In his latest post, Ilya offers the following take on how the Socratic Method can help a person “think like a lawyer,” and how much it matters:
It is useful for lawyers to be able to think on their feet, answer difficult questions posed in an oral argument, and so on. At the same time, it’s important to realize that classroom SM is only vaguely similar to the work of most real-world lawyers. Transactional lawyers rarely confront SM-like situations at all. And even many litigators spend far more time doing research or writing briefs and motions than answering questions at an oral argument. Nonetheless, SM can help hone advocacy skills that many lawyers will find useful.
I think Ilya and I have a very different sense of what it means to “think like a lawyer.” In my view, thinking like a lawyer has little to do with thinking on your feet, answering questions orally, or advocacy skills. Nor does the Socratic Method teach these skills very well.

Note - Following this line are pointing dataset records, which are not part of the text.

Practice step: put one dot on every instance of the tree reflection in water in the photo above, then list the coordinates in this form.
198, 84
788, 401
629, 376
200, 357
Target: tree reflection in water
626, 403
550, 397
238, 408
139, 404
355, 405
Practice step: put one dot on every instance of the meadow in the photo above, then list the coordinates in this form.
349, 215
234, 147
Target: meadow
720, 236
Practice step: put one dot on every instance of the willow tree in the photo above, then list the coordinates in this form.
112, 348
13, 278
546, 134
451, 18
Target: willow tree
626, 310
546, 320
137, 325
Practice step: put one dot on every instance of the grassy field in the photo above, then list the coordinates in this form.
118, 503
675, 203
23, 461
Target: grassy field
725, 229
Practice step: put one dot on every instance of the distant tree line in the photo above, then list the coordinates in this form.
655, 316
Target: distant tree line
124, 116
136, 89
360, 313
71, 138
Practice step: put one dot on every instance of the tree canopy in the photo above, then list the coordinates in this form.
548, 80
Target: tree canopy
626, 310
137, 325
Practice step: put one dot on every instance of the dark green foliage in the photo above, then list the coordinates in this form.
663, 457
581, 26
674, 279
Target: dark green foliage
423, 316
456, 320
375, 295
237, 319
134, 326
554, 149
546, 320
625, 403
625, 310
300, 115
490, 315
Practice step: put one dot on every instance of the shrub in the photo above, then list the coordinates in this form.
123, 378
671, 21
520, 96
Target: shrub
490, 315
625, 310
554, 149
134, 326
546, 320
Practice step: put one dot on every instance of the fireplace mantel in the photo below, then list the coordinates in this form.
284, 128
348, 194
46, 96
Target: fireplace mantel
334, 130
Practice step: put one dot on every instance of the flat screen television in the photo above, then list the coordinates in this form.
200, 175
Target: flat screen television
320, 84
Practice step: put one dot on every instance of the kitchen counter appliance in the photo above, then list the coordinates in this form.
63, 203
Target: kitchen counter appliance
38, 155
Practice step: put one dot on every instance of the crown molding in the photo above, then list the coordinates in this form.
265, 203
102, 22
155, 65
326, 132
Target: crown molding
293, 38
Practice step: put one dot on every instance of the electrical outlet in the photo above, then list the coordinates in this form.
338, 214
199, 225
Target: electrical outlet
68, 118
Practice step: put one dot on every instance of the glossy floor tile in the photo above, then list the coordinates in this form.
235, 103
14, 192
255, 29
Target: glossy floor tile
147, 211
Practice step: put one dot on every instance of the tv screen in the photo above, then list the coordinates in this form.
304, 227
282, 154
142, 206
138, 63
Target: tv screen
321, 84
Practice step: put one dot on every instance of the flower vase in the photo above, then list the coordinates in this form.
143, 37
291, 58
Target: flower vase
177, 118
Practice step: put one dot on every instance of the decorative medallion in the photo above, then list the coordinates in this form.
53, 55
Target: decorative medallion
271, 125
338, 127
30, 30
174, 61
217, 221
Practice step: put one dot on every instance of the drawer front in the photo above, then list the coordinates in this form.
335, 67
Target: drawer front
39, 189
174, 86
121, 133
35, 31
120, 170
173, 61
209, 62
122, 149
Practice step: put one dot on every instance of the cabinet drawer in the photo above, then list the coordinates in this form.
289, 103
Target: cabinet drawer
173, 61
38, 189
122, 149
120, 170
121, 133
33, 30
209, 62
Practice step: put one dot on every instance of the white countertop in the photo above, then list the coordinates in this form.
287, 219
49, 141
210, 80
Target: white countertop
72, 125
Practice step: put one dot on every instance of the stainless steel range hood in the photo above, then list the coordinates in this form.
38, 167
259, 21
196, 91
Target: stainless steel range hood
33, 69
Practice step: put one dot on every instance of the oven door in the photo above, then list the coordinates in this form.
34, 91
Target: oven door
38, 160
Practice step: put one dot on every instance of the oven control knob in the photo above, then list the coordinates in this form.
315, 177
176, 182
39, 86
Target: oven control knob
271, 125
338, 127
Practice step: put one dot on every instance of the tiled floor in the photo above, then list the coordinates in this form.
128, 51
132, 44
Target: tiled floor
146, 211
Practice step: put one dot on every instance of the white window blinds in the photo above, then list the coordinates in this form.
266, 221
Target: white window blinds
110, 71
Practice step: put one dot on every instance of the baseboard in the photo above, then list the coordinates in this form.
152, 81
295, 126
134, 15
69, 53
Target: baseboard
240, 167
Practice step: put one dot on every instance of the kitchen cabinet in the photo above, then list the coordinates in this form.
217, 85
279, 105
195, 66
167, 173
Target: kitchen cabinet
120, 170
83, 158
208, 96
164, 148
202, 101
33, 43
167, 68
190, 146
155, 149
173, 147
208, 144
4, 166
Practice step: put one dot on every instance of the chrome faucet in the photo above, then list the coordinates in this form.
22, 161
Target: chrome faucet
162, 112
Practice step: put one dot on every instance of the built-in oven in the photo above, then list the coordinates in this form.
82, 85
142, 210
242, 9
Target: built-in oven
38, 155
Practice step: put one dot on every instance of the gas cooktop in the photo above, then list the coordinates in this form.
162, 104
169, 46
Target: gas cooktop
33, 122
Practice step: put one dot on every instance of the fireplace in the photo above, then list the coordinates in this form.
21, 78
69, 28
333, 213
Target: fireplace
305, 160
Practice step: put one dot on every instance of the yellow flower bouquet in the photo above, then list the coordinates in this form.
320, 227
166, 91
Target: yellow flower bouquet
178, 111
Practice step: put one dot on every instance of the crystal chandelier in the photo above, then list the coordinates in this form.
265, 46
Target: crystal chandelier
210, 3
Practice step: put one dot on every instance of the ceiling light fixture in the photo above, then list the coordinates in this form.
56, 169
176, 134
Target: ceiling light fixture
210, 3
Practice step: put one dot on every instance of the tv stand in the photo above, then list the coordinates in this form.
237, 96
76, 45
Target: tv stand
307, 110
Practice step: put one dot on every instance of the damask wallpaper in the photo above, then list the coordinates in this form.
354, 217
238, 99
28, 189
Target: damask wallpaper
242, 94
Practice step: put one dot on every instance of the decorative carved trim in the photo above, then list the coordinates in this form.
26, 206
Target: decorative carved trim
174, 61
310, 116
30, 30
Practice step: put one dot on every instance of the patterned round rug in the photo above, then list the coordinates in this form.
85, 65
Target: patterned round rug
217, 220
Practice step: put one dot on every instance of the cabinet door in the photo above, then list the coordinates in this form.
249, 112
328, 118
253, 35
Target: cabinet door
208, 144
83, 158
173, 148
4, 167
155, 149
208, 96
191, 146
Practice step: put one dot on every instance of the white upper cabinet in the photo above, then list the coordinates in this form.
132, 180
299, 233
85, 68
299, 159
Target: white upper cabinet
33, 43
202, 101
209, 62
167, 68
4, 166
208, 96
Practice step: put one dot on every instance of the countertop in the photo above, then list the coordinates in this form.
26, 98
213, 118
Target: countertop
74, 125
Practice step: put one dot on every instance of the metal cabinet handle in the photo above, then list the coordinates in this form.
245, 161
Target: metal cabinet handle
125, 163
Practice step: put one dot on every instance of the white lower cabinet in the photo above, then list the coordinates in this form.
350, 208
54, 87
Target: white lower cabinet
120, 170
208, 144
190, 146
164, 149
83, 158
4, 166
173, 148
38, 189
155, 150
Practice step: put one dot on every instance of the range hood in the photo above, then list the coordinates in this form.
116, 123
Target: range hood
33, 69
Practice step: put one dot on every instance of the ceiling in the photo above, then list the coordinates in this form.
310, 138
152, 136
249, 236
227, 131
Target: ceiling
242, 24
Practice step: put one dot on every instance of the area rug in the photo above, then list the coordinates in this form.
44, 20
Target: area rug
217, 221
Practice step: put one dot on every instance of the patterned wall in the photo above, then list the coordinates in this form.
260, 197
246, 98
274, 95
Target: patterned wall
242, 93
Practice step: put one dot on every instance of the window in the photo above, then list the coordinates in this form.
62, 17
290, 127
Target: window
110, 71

Rather, “thinking like a lawyer” means having a brain that focuses on what is legally relevant and that puts aside what is not. Legal thinking is a practical art that relies on a set of principles and relationships, and a person thinks like a lawyer when they master that practical art.
The purpose of the Socratic Method is to ask students the legally relevant questions (and in some cases, to show why the legally irrelevant questions are legally irrelevant) in order to train them to ask themselves those questions when they read cases and legal materials on their own. Put another way, the method pushes students to internalize a way of thinking: The repeated raising of a specific type of questions in class trains students to ask themselves those questions out of class.
In my view, the Socratic Method doesn’t require a professor to “hide the ball” or preclude some lecturing about doctrine. It can be done that way, but it doesn’t have to be. Rather, I think the root of the method is creating an environment in which students in a large class feel sufficiently engaged in the material (often aided by the possibility of being called on) so that they try to answer the professor’s questions for themselves. After a while, they can predict where the professor will go; they can ask the professor’s questions without the professor. As Phil Areeda wrote:
The student sees that he could have asked himself those questions before class; that the kinds of questions the instructor asked can be self-posed after class. The internalization of that questioning process is not an illusion. It is the essence of legal reasoning and the prize [of the Socratic Method].
Phillip E. Areeda, The Socratic Method (SM) (Lecture at Puget Sound, 1/31/90), 109 Harv. L. Rev. 911 (1996).